Index Files Search Words Lite
User Manual
 


For a sample screenshot click here.


Which files can be indexed?

Indexable (and thus searchable) files are text and text-like files, which may be ordinary text files, HTML files, XML files or in general any non-binary file, that is, any file which consists only of text characters plus whitespace. This excludes files produced by MS-Word and Adobe Acrobat, but allows text which includes non-English letters such as ä, é and ñ. The software does not allow words to include apostrophes (as occurs in French text), numerals or other non-text characters such as colons.

A text-like file is one which contain only bytes with byte values in the range 32 through 255) plus white space (that is, bytes with values 32, 13, 10, 9, 12 and 8, which are the byte values for space, carriage return, linefeed, tab, formfeed and backspace respectively). Non-text-like files cannot be indexed but text-like files with file extensions such as .c, .cpp, .css, .js and .php can be.

The software reads 16-bit Unicode text files as well as 8-bit ASCII text files.


Creating the index file

When you specify the file to be indexed and searched the software looks for a corresponding index file in the same folder (the index file for a particular search file has the same name with .ifswl appended) and reports whether or not an index file was found there. At this point you can tell the program to use some other folder as the location of the index file (and it will then report whether it finds the corresponding index file there). This allows you to keep all index files in one folder, separate from the files which are searched (in case you don't want the index files in the same folders as the search files).

After you have decided on a folder for the index file (by default it is the folder containing the file to be searched) you must create the index file, unless it already exists (having previously been created). If the index file already exists then you can re-create it.

On quit delete the data fileIf the 'On quit delete' checkbox is checked then the index file is deleted when the program ends (if it is large then the program will ask for confirmation). Not deleting it means that it will be available next time the program is run and does not have to be recreated (which may take awhile if the file is large). If searches of a particular file are performed frequently then it is better to keep the index file. The size of the index file depends on the number of different words found in the file to be searched, and ranges from less than 10 KB (for a file with a few hundred different words) to more than 80 KB (for a file with over 10,000 different words).

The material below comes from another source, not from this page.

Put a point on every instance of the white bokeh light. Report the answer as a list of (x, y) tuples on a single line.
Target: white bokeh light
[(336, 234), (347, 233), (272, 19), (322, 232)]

Search words and search type

There is no limit on the number of search words which can be given for a search. Searches are not case-sensitive (that is, no distinction is made between upper and lower case). You can search for any of the search words, all of the search words or the exact phrase as entered.

Characters other than letters are ignored, and the words in the searchable files and in the 'Search words' textbox are delimited by non-letters. Thus Jack and Jill is three words, Jack-Jill is two words (Jack and Jill) and Jack1 likes Jill2 is three words (Jack, likes and Jill).

Text in languages other than English is searchable. That is, the search words and words in the searchable text may contain non-English letters, such as as ä, é and ñ, but may not contain numerals or apostrophes. Thus the software is fully compatible with text in English, German, Spanish and most European languages (but not French).

Hyphenated search words can be used, but only in exact-phrase searches, such as a search for end-of-the-world schemes.

When an 'any-word' search is performed with more than one search word, a report can be generated showing occurrences of any of the search words which occur in the file. When an 'all-words' search is performed on the same set of search words, a report can be generated only when all the words occur in the file. If they do not, you are informed as to how many of the search words were found. If all the search words occur in the file then an 'all-words' search and an 'any-word' search give rise to the same report.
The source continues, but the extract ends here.